Why monitoring?
Monitoring is a generic term in the context of operating a business. As part of effectively running a business, various elements of the business operations are measured for their health and effectiveness. The outputs of such measurements are compared against the business goals. When such efforts are done periodically and systematically, it could be called monitoring.
Monitoring could be done directly or indirectly, and voluntarily or dictated by some law. Successful businesses are good at tracking growth by using various metrics and taking corrective actions to fine-tune their operations and goals as needed.
The previous statements are common knowledge and applicable to any successful operation, even if it is a one-time event. However, there are a few important keywords we already mentioned – metrics, measurement, and goal. A monitoring activity is all about measuring something and comparing that result against a goal or a target.
While it is important to keep track of every aspect of running a business, this book focuses on monitoring software application systems running in production. Information Technology (IT) is a key element of running businesses and that involves operating software systems. With software available as a service through the internet (commonly referred to as Software as a Service or just SaaS), most software users don't need to run software systems in-house, and thus there's no need for them to monitor it.
However, SaaS providers need to monitor the software systems they run for their customers. Big corporations such as banks and retail chains may still have to run software systems in-house due to the non-availability of the required software service in the cloud or due to security or privacy reasons.
The primary focus of monitoring a software system is to check its health. By keeping track of the health of a software system, it is possible to determine whether the system is available or its health is deteriorating.
If it is possible to catch the deteriorating state of a software system ahead of time, it might be possible to fix the underlying issue before any outage happens, which would ensure business continuity. Such a method of proactive monitoring that provides warnings well in advance is the ideal method of monitoring. But that is not always possible. There must also be processes in place to deal with the outage of software systems.
A software system running in production has three major components:
- Application software: A software service provider builds applications that will be used by customers or the software is built in-house for internal use.

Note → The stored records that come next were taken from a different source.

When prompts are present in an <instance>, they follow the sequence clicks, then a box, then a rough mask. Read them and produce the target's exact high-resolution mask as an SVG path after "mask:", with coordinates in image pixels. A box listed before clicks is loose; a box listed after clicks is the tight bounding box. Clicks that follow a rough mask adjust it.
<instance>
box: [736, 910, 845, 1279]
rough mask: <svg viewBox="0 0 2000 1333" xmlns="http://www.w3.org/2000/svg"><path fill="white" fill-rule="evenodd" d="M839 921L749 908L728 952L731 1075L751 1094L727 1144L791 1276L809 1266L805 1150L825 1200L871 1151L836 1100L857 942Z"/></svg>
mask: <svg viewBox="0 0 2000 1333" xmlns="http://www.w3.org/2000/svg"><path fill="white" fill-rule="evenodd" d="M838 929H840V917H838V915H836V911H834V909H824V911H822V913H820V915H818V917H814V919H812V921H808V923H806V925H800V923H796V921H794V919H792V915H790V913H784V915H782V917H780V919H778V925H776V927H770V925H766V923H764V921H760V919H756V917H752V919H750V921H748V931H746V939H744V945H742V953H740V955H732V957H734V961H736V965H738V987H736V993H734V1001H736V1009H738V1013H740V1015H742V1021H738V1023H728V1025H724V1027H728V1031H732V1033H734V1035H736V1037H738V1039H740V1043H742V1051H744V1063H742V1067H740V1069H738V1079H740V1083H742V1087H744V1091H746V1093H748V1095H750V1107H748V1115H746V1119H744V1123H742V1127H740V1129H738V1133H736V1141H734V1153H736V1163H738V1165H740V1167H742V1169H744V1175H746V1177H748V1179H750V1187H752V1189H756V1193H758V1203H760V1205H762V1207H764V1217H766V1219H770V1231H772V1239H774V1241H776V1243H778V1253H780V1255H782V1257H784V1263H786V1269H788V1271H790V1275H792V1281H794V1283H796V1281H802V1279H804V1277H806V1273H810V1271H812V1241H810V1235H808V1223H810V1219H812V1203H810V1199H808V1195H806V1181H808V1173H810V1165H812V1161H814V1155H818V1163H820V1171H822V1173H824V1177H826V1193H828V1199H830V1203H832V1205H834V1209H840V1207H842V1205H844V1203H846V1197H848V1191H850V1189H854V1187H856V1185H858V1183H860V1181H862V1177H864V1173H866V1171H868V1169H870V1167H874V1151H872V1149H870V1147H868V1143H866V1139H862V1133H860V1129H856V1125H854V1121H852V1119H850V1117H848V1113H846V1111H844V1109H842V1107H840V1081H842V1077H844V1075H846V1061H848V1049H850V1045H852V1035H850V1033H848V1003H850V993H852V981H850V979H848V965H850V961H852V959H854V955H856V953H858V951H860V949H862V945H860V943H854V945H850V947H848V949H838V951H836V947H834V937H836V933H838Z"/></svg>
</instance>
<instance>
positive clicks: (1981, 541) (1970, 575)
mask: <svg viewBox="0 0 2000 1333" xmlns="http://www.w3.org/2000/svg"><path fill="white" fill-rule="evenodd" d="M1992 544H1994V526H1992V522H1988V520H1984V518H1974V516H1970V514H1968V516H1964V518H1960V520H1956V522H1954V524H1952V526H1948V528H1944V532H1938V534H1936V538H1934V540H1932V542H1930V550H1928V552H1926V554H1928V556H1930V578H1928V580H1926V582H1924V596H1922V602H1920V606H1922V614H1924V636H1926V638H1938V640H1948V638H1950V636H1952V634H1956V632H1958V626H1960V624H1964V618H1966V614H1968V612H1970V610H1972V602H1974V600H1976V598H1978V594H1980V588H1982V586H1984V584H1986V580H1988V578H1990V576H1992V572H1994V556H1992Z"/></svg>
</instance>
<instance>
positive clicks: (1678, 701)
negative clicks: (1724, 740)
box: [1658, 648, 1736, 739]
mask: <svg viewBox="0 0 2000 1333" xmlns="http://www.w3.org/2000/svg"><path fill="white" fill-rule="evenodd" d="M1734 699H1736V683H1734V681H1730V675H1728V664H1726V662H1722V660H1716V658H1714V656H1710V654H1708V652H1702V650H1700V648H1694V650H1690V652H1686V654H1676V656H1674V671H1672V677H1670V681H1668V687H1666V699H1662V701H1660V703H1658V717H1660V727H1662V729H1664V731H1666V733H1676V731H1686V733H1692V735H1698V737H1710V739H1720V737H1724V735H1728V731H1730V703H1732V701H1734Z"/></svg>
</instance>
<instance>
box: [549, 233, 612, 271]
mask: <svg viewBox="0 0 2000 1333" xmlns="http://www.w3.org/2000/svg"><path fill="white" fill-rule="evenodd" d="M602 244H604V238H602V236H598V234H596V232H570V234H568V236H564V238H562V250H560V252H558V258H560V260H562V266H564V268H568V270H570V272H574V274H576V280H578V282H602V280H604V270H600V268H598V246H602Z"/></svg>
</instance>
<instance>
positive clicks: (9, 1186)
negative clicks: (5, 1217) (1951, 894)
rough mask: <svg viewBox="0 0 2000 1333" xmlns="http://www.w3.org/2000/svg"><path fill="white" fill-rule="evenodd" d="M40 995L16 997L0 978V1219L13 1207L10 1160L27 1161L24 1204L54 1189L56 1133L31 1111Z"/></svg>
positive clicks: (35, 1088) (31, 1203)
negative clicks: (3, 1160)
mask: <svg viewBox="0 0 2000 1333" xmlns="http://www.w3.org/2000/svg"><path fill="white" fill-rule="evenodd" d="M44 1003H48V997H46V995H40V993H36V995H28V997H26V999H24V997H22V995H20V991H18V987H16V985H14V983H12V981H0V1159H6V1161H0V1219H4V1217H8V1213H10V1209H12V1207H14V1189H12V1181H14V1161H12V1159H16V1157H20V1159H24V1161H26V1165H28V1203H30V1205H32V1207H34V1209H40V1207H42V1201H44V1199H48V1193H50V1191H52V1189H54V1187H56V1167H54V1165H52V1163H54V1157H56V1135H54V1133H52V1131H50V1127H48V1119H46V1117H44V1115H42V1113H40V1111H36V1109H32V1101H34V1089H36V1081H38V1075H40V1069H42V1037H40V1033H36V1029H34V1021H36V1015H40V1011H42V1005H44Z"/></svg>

- Third-party software: Existing third-party software such as databases and messaging platforms are used to run application software. These are subscribed to as SaaS services or deployed internally.
- Infrastructure: This usually refers to the network, compute, and storage infrastructure used to run the application and third-party software. This could be bare-metal equipment in data centers or services provisioned on a public cloud platform such as AWS, Azure, or GCP.
Though we discussed monitoring software systems in broad terms earlier, upon a closer look, it is clear that monitoring of the three main components mentioned previously is involved in it. The information, measured using related metrics, is different for each category.
The monitoring of these three components constitutes core monitoring. There are many other aspects – both internal to the system, such as its health, and external, such as security – that would make the monitoring of a software system complete. We will look at all the major aspects of software system monitoring in general in this introductory chapter, and as it is supported by Datadog in later chapters.